Finding the partial derivatives for ...

[OrangeOne]

f(x,y)= arctan(y/x)

Im familiar with "outer" and "inner" derivates and usually know how to work them. I also know that the derivative of arctan = 1/(1+x^2)

so i get

f'x= 1/(1+x^2) * (y/x) * ??

What is the x-derivative of y/x ?

I also cannot seem to find the partial derivates to:

f(x,y)= (x+y)/(x-y)

Help would be highly appreciated...

 

[galactus]

The first one, y is a constant because we are differentiating w.r.t x.

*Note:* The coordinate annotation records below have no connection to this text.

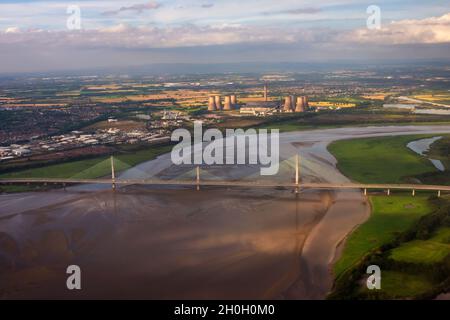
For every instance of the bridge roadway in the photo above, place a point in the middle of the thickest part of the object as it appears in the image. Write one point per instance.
(238, 183)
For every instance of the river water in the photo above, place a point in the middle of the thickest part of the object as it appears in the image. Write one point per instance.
(422, 146)
(142, 242)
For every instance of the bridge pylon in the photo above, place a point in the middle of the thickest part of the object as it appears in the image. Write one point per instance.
(297, 172)
(113, 174)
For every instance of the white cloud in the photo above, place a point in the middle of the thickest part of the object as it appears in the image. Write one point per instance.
(427, 31)
(12, 30)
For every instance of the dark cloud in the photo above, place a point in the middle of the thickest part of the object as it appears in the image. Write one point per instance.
(138, 8)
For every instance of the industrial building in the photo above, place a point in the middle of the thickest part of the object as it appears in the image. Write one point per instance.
(215, 103)
(301, 104)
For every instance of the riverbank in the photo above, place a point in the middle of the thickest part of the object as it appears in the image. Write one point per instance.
(180, 243)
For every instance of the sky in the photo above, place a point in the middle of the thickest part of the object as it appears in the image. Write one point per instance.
(52, 35)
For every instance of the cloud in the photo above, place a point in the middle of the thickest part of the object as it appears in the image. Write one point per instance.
(145, 37)
(298, 11)
(138, 8)
(12, 30)
(412, 31)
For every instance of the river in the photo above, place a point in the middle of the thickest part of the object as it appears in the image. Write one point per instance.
(216, 243)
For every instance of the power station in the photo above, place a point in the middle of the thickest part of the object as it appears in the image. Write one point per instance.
(215, 103)
(289, 104)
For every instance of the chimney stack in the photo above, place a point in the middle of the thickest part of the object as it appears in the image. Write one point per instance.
(233, 100)
(227, 105)
(218, 103)
(300, 105)
(211, 104)
(305, 102)
(287, 104)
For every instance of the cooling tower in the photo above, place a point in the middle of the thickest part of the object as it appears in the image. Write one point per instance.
(212, 104)
(287, 104)
(218, 103)
(300, 106)
(305, 102)
(227, 105)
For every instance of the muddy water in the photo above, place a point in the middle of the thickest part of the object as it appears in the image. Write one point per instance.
(214, 243)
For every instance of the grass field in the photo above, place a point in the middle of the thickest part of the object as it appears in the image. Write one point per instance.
(90, 168)
(421, 252)
(390, 215)
(379, 160)
(402, 285)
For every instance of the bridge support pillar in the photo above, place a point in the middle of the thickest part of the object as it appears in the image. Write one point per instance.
(198, 177)
(113, 174)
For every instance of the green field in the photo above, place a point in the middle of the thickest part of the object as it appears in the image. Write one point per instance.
(390, 215)
(90, 168)
(379, 160)
(442, 235)
(419, 251)
(402, 285)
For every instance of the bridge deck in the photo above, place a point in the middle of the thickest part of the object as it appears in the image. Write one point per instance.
(260, 184)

Say $\displaystyle z=tan^{-1}(\frac{y}{x})$

Let $\displaystyle u=\frac{y}{x}$

$\displaystyle tan^{-1}(u)$

Then, $\displaystyle \frac{dz}{dx}=\frac{dz}{du}\cdot \frac{du}{dx}$

$\displaystyle \frac{dz}{du}=\frac{1}{u^{2}+1}$

$\displaystyle \frac{du}{dx}=\frac{-y}{x^{2}}$

So, $\displaystyle \frac{dz}{du}\cdot \frac{du}{dx}=\frac{1}{u^{2}+1}\cdot \frac{-y}{x^{2}}=\frac{-y}{(u^{2}+1)x^{2}}$

Now, sub $\displaystyle u=\frac{y}{x}$ back in:

$\displaystyle \frac{-y}{((\frac{y}{x})^{2}+1)x^{2}}=\frac{-y}{x^{2}+y^{2}}$

See there?. Does that help?.

 

[OrangeOne]

Thanks, that cleared up a lot.

I also found the solution to
f(x,y)= (x+y)/(x-y)

However, Im now working with the chain rule and already having problems solving this one:

f(x,y)= e^((x^2)*y)) + xy
u(t)= f(cos t,sin t)

Determine u(t) and u'(t)